The Lucy Letby baby-murder trial was a horror story with zilch entertainment value. Vampires like Count Dracula don’t exist so the fear they induce can be swatted away. But monsters do, and the shiver that the mere mention of their names causes to traverse the spine has its own unnerving chill that does not go into banishment on demand: names like Myra Hindley, Ted Bundy or Dave Cleary.
If nurse Lucy Letby did murder seven children – and at this stage here is no reason to think she didn’t – then this is a monster without parallel in modern British legal history. A bloody queen who now wears the crown of Beverly Allitt.
Letby was convicted by a jury of seven baby murders and six attempted murders in the neonatal care unit at the Countess of Chester Hospital where she worked as a nurse. She was never caught on camera; she made no confession to the police and there were no forensics linking her to any of the babies she was accused of attacking. There appeared to be no psychiatric history which would have indicated that she was a sociopath. Some of her colleagues and friends still protest her innocence. All the evidence was circumstantial. Yet there seem no grounds to suspect that the deaths of the babies or the catastrophic collapses which some of them survived were the result of mere chance or bad hospital practices and procedures. In the circumstances it is hard to establish a reasonable doubt that someone or something other than Letby was responsible for their deaths and injuries.
Even the layperson observing the law of limited probabilities rather than endless possibilities is ineluctably drawn to one conclusion - Letby murdered the children in her neonatal care. The sceptic, aware of the numerous miscarriages of justice perpetrated by the British judiciary and legal system, will be hard pressed to find evidence that a repeat performance is being played out.

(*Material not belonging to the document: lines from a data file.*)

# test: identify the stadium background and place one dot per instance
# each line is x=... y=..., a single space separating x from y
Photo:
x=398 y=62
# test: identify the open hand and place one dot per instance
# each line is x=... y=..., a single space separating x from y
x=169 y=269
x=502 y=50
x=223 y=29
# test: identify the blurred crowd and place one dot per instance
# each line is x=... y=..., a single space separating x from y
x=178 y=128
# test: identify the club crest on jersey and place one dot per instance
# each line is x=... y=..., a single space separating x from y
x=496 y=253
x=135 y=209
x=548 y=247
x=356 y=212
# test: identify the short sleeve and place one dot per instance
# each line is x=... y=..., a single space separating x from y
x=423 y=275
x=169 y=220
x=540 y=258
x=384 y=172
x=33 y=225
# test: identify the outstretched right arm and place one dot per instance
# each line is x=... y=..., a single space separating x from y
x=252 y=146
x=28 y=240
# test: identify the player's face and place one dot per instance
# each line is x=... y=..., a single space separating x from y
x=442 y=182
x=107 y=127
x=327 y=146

The evidence presented to the jury over the course of a seven-month trial in Manchester Crown Court was harrowing. The Daily Mail ran an excellent podcase from the start of the trial called The Trial Of Lucy Letby. Hosted by Liz Hull and Caroline Cheetham, it was everything a listener would not expect to hear from or see in The Sun. Measured, factual, acutely aware of the need for a fair trial, it presented nothing that was not made available to the jury. Even today while doing a charity collection, I could hear myself muttering ‘evil bastard’ as the podcast took me through another week in the trial. I hope no one thought I was commenting about the amount they were generously dropping in the bucket.
Babies were attacked mercilessly and ruthlessly, some on numerous occasions as Letby sought to finish them off after earlier botched assaults. Poisoned by insulin, smothered, over-fed or had air injected into their stomach, the helpless babies were faced by a determined killer. The trial judge on receiving the jury’s verdict referred to “malevolence bordering on sadism . . . cruel, calculated and cynical campaign of child murder.”
What haunts the entire murder spree is that consultants who became deeply suspicious of Letby and urged hospital management to ensure that she was not to work on the neonatal ward, were rebuffed, on occasion forced to apologise to the nurse. While Management bobbed and weaved, dithered and denied, babies were being remorselessly targeted by Letby. A number of them could have been saved had those in charge intervened early rather than adopt a steady as she goes attitude more consistent with protecting the hospital’s reputation than the babies in its care.
Why did she do it? I must have read every op-ed and long read written on the subject and I’m none the wiser. Letby’s blandness deflects interpretation. The parade of banalities that constituted her existence — the nights out with girls, the cuddly toys, the inspirational wall art — leaves nothing to grip on to. No wounded childhood, no weird behaviour, no bizarre hobbies. Her personality (or rather her absence of personality) is a blank surface upon which all can project their theories. Every imaginable explanation for her crimes seems both plausible and implausible.